Outcome-Driven Innovation

Customer Desired Outcomes: The Building Blocks of ODI

Customer desired outcomes are the core unit of ODI. Learn what they are, how they differ from needs and requirements, and see 15+ examples across industries.

The Concept That Makes ODI Work

Every methodology has a core unit — the atom from which everything else is built. For Lean, it is waste. For Six Sigma, it is variation. For Outcome-Driven Innovation, it is the customer desired outcome.

A desired outcome is the metric a customer uses to measure success when executing a job to be done. Not what they want to buy. Not the feature they request. Not the problem they complain about. The outcome — the specific, measurable result they are trying to achieve at each step of the job.

This concept sounds simple. It is not. Getting it right requires understanding what desired outcomes are, what they are not, and how they differ from every other way companies have tried to capture “what customers need.” That distinction is the subject of this article.

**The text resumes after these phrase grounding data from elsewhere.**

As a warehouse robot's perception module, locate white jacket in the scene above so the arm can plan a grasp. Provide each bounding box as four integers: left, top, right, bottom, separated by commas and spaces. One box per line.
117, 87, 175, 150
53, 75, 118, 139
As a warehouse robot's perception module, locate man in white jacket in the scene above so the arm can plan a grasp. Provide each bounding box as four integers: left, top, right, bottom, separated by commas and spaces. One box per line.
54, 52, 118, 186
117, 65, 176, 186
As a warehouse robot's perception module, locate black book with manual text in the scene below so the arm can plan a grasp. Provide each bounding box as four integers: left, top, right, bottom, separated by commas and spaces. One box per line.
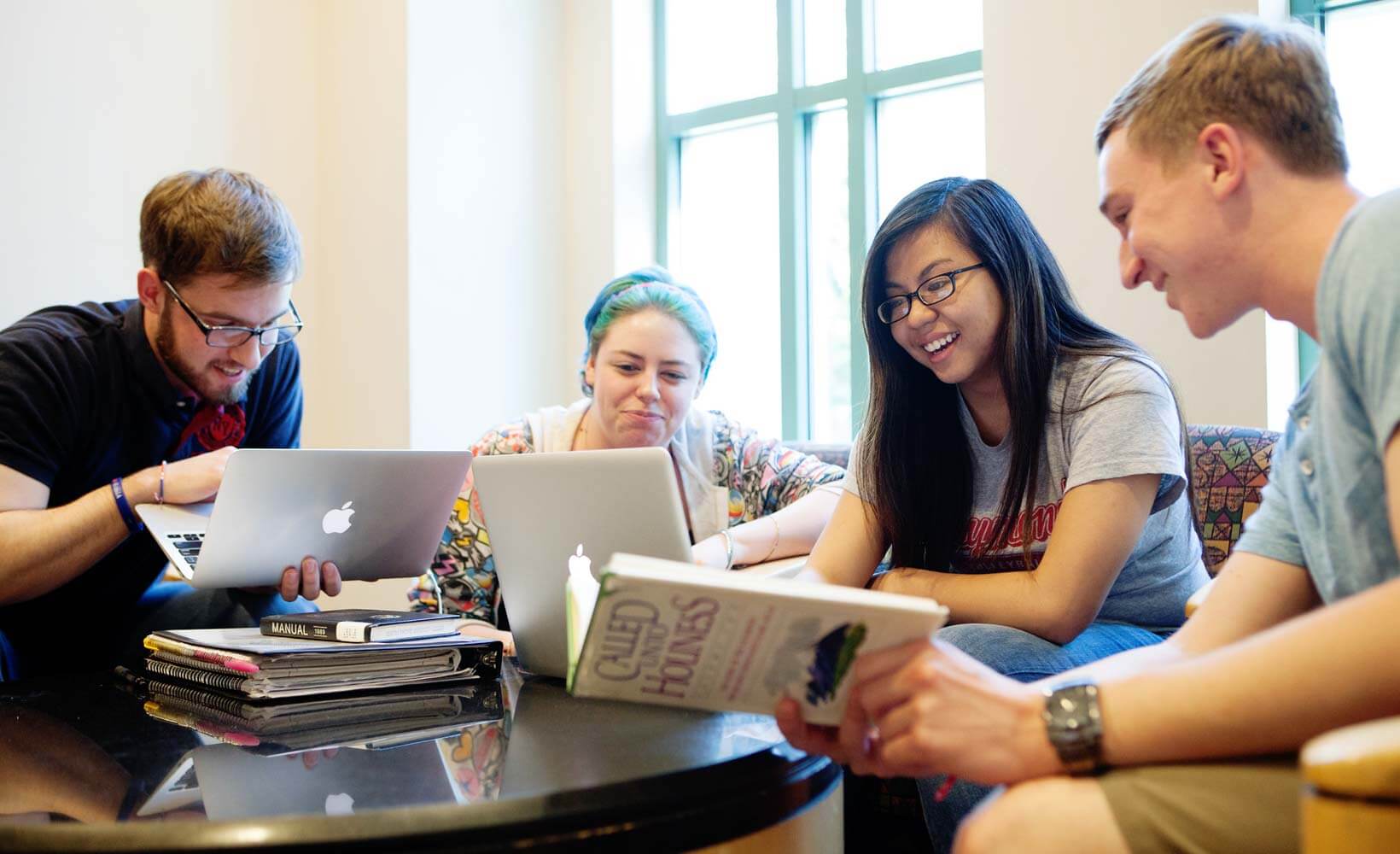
260, 607, 461, 644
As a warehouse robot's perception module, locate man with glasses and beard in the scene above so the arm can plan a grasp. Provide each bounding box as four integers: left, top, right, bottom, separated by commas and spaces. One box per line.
0, 169, 341, 679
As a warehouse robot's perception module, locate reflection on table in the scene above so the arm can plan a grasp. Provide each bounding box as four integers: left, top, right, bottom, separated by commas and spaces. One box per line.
0, 655, 838, 850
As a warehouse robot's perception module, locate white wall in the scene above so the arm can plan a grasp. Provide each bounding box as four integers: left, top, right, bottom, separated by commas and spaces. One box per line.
0, 0, 1281, 605
983, 0, 1267, 425
407, 0, 574, 447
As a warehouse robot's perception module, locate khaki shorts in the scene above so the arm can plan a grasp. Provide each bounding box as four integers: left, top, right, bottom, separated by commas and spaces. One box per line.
1099, 755, 1302, 854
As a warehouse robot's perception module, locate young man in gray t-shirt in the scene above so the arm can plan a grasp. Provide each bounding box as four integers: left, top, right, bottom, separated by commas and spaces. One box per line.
779, 17, 1400, 851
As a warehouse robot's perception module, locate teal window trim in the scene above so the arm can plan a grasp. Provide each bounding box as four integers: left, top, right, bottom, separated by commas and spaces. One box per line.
652, 0, 982, 440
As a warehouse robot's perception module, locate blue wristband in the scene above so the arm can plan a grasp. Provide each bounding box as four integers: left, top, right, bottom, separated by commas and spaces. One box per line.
112, 477, 146, 534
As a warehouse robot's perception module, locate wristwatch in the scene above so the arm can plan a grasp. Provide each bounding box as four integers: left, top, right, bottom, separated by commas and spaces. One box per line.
1041, 681, 1103, 775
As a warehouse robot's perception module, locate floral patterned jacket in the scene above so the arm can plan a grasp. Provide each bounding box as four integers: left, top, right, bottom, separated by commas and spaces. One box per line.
409, 401, 846, 624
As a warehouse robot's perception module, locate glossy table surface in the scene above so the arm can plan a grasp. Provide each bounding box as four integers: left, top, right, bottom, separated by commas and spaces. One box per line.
0, 658, 840, 851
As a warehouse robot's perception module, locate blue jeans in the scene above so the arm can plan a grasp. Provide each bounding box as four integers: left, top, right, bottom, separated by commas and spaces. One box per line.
917, 622, 1164, 851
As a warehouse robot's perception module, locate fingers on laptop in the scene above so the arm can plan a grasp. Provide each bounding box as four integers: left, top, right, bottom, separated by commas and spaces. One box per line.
278, 556, 341, 602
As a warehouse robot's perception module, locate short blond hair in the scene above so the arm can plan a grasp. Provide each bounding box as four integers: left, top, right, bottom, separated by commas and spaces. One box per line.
1094, 15, 1348, 175
142, 169, 301, 289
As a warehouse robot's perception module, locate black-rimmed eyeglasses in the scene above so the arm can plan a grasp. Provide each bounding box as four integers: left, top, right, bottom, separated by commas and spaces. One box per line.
161, 278, 306, 348
875, 263, 986, 326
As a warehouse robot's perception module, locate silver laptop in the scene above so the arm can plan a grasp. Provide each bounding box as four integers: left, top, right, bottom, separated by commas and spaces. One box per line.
136, 448, 472, 588
472, 448, 691, 676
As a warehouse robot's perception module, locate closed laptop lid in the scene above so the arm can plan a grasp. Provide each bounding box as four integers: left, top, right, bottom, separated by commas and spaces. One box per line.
472, 448, 691, 676
161, 448, 472, 588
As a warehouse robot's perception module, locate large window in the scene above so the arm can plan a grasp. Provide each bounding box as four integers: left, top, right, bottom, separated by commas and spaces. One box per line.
1292, 0, 1400, 378
656, 0, 986, 441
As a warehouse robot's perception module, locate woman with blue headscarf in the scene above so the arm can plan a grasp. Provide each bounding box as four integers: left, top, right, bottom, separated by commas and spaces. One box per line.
409, 267, 844, 626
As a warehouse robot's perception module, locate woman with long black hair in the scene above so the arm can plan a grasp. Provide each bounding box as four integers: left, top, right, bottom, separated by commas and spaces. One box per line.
809, 178, 1207, 681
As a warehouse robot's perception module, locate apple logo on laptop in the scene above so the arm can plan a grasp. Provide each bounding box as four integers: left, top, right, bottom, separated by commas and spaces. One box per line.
326, 789, 354, 815
321, 501, 354, 534
569, 543, 593, 578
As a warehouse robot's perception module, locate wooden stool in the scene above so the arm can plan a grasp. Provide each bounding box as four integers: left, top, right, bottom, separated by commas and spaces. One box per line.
1299, 717, 1400, 854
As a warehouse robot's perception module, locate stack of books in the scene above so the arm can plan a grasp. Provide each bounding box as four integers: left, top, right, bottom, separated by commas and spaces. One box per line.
126, 674, 504, 755
130, 611, 501, 751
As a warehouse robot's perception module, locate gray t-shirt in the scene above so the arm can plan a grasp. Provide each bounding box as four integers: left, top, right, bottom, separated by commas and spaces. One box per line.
1234, 190, 1400, 602
844, 348, 1208, 630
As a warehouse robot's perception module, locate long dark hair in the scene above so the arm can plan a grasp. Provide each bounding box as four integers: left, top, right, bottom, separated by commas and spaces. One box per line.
860, 178, 1194, 570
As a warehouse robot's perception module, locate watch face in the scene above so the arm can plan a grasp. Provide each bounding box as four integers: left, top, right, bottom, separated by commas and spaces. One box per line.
1043, 683, 1103, 775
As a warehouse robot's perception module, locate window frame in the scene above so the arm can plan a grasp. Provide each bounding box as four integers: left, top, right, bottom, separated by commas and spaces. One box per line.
652, 0, 982, 440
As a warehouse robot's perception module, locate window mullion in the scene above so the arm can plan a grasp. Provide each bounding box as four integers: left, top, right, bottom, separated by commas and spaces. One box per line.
651, 0, 680, 266
777, 0, 811, 438
846, 0, 875, 436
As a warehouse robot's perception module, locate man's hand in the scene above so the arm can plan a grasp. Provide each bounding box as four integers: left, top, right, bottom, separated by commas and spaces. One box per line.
277, 554, 341, 602
776, 640, 1061, 782
140, 448, 236, 504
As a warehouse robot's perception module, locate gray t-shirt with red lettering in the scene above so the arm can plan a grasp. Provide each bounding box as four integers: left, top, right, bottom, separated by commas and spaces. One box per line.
844, 348, 1208, 630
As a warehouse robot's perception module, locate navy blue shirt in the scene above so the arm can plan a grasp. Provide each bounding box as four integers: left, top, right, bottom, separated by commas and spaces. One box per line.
0, 300, 301, 652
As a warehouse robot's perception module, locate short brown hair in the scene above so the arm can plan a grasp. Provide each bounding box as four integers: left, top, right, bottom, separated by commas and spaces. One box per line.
1094, 15, 1348, 175
142, 169, 301, 287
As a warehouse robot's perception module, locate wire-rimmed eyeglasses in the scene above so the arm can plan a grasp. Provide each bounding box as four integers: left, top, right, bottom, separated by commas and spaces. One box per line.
875, 262, 986, 326
161, 278, 306, 348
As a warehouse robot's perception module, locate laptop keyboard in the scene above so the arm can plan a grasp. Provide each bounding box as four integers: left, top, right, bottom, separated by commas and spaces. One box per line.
166, 534, 204, 569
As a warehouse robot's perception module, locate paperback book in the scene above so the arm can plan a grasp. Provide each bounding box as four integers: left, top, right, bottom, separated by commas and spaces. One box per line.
567, 554, 948, 725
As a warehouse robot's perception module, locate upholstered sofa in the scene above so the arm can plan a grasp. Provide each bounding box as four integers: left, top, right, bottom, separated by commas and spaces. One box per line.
794, 424, 1280, 851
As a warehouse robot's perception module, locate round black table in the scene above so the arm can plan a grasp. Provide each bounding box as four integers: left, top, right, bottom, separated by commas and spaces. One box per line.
0, 658, 842, 851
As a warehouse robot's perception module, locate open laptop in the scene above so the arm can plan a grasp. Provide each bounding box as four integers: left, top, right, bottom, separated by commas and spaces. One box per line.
472, 448, 691, 676
136, 448, 472, 588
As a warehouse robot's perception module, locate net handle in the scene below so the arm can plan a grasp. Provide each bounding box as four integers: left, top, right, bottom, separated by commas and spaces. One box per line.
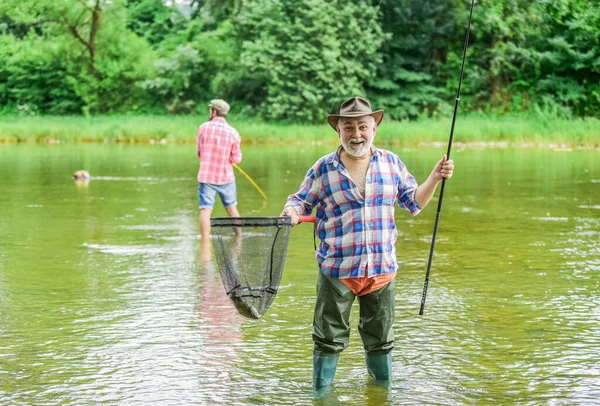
298, 216, 317, 223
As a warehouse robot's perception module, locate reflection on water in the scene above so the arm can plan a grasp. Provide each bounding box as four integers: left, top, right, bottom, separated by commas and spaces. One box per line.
0, 145, 600, 405
197, 240, 242, 403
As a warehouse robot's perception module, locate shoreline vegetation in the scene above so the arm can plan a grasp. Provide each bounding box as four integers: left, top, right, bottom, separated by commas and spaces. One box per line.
0, 115, 600, 149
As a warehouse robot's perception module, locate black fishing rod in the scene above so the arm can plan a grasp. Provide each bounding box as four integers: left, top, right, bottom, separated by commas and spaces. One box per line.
419, 0, 475, 315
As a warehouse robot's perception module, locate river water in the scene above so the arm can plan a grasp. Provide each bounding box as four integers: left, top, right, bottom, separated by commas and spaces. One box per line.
0, 145, 600, 405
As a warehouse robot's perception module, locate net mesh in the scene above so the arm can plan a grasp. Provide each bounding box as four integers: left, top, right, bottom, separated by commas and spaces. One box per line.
210, 217, 292, 319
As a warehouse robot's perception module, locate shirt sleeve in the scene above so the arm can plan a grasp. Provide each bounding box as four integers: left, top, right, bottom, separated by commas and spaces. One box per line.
229, 134, 242, 164
398, 162, 421, 216
196, 126, 203, 158
285, 163, 322, 216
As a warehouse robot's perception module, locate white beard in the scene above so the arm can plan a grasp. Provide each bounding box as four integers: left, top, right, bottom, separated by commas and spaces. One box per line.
342, 138, 373, 158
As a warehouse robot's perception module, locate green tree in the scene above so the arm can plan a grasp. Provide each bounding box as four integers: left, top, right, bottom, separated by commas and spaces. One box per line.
235, 0, 384, 121
369, 0, 459, 119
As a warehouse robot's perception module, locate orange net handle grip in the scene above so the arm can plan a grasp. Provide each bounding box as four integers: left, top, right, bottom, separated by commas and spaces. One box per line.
298, 216, 317, 223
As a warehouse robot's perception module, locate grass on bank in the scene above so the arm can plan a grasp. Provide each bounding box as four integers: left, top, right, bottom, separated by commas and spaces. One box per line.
0, 115, 600, 147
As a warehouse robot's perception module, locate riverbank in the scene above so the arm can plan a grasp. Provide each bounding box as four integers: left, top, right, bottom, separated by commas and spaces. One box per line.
0, 115, 600, 148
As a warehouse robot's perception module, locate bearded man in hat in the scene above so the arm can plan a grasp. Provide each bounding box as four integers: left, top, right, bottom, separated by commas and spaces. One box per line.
196, 99, 242, 244
281, 97, 454, 389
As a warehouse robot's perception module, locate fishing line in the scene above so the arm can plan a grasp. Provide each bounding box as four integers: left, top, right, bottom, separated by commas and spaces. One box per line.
419, 0, 475, 316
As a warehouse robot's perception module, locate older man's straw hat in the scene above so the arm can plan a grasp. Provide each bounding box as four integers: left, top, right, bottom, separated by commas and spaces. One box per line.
209, 99, 229, 114
327, 97, 383, 130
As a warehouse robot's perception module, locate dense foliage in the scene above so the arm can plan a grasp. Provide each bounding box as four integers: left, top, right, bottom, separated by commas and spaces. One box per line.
0, 0, 600, 122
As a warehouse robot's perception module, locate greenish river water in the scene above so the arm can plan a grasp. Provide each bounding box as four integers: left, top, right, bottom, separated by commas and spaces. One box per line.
0, 145, 600, 405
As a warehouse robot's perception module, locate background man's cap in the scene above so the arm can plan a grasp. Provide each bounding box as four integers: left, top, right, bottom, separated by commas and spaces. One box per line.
327, 97, 383, 130
209, 99, 229, 114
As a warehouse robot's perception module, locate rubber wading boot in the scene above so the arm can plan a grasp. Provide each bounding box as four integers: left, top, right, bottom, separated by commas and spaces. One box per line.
313, 354, 339, 389
367, 353, 392, 381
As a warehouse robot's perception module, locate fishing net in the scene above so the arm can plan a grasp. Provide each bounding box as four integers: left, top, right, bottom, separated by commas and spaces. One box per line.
210, 217, 292, 319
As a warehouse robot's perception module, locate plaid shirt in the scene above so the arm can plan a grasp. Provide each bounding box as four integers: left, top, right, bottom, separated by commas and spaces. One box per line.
286, 146, 421, 279
196, 116, 242, 185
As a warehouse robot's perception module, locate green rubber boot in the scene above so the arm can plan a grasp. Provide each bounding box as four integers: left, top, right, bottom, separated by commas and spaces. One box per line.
313, 354, 339, 389
367, 353, 392, 381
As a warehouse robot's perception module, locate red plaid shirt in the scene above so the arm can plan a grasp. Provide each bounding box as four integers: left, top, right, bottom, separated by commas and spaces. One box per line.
196, 117, 242, 185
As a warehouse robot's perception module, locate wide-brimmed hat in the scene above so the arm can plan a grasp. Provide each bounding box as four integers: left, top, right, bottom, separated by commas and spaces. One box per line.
209, 99, 229, 115
327, 97, 383, 130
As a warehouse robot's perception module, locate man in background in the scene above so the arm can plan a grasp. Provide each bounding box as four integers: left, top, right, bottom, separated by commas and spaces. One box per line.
196, 99, 242, 243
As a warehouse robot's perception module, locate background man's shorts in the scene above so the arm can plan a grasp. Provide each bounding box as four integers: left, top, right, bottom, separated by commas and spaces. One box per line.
198, 182, 237, 209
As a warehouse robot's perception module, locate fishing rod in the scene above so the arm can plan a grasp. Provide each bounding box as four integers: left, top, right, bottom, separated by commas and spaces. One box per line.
233, 164, 267, 200
419, 0, 475, 316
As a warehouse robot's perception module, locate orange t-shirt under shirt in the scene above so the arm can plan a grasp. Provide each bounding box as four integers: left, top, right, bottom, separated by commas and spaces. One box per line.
340, 269, 396, 296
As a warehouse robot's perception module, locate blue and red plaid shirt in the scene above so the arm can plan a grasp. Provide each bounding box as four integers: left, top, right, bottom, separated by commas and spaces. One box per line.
286, 146, 421, 279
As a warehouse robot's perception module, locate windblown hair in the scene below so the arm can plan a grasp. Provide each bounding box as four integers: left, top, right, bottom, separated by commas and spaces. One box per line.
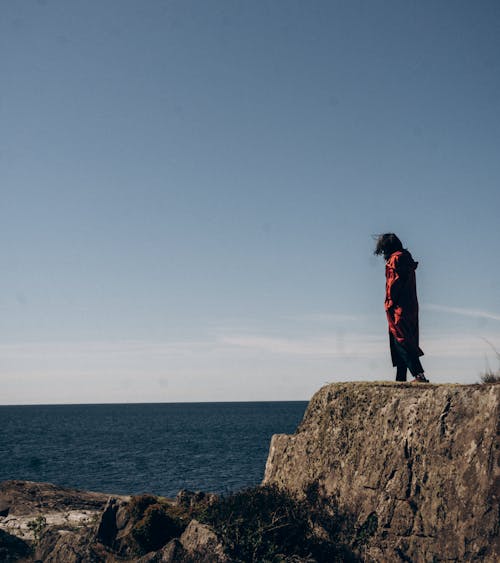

What Is a Customer Desired Outcome?

A desired outcome is a statement that describes a specific metric of success, expressed from the customer’s perspective, when they are executing a job to be done. It is:

  • Solution-free: It does not reference any product, feature, or technology.
  • Stable over time: It does not change when new solutions enter the market.
  • Measurable: It can be rated on importance and satisfaction scales.
  • Actionable: It provides a clear target for product development.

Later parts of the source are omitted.